Richard: “I read my Twitter feed. I watch the news every day. I have a list of websites that I regularly visit to find content. I also encourage the advocates to check out the trade publications they normally read and share or suggest the content they find interesting. I also look through my LinkedIn feed to see what my connections are sharing.”
“I really think about who’s using the platform. So, for example, we have an automotive group on PostBeyond and they form the bulk of our users. I look for content that would be of interest to that group. We also, as a company, have our own growth drivers and growth topics that we want to focus on. I look for that type of content as well, and I’ve seen great success with that.”
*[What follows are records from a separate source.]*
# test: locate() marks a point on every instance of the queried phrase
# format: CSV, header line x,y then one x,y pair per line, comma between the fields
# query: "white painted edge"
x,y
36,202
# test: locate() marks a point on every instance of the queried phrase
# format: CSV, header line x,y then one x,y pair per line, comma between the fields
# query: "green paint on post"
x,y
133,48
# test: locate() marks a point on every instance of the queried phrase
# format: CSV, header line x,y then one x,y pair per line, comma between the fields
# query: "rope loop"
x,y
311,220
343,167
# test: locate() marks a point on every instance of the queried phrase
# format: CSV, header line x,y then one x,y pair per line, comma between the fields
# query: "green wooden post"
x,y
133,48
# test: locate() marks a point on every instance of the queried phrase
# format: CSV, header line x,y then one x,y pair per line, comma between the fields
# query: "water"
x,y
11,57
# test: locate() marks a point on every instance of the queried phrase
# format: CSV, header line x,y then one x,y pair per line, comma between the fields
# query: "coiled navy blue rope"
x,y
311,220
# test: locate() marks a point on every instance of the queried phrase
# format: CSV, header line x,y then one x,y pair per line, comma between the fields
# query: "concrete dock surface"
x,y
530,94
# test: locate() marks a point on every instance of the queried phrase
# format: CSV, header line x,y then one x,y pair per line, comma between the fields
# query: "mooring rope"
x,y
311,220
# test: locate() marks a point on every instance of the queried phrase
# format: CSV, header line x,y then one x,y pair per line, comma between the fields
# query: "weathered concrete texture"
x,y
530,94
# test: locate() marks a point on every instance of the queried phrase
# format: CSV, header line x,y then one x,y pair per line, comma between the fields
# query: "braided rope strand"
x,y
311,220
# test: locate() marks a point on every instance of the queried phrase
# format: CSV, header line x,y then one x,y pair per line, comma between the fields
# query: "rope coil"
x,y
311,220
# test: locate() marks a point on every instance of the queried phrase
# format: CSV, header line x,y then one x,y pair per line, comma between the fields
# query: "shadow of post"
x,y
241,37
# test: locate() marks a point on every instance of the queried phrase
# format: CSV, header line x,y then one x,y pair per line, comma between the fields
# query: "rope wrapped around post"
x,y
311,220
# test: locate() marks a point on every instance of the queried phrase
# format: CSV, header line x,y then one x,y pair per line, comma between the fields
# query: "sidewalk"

“What is the best way to get employees started with sharing? I send internal newsletters and easy-to-share links, but my team members don’t engage.”
Richard: “Going to your employees and asking, ‘Hey, what are your pain points and how do I solve these problems?’ is a good start. Present a solution to their problems.”
“For example, one of the things everybody was nervous about was sharing different types of content to their social media profiles. So, when I pitched the platform, I said, ‘This is brand-approved content that is safe to share on your social media profiles,’ and that removed the nervousness on the part of our employees.”
“I also worked with our employees to ease them into employee advocacy – I didn’t push them. I checked back with them and asked, ‘Does this solve the issue?’ ‘What can we adjust?’ and so on. I also sent a newsletter every week with at least four different pieces of content – two branded and two third-party – so that they’re getting a diverse range of options to share.”
“Do you talk to employees about how advocacy will build their personal brand, and if so, how do you frame it?”
“That was one of the key points I really wanted to highlight to our employees. I explained to them that their personal brand is important and how sharing content will help them build it.”
“As for how I frame it: I shared my personal experiences plus testimonials from other people using the platform. I share those examples as success stories so that other people can see the benefits of using our employee advocacy platform.”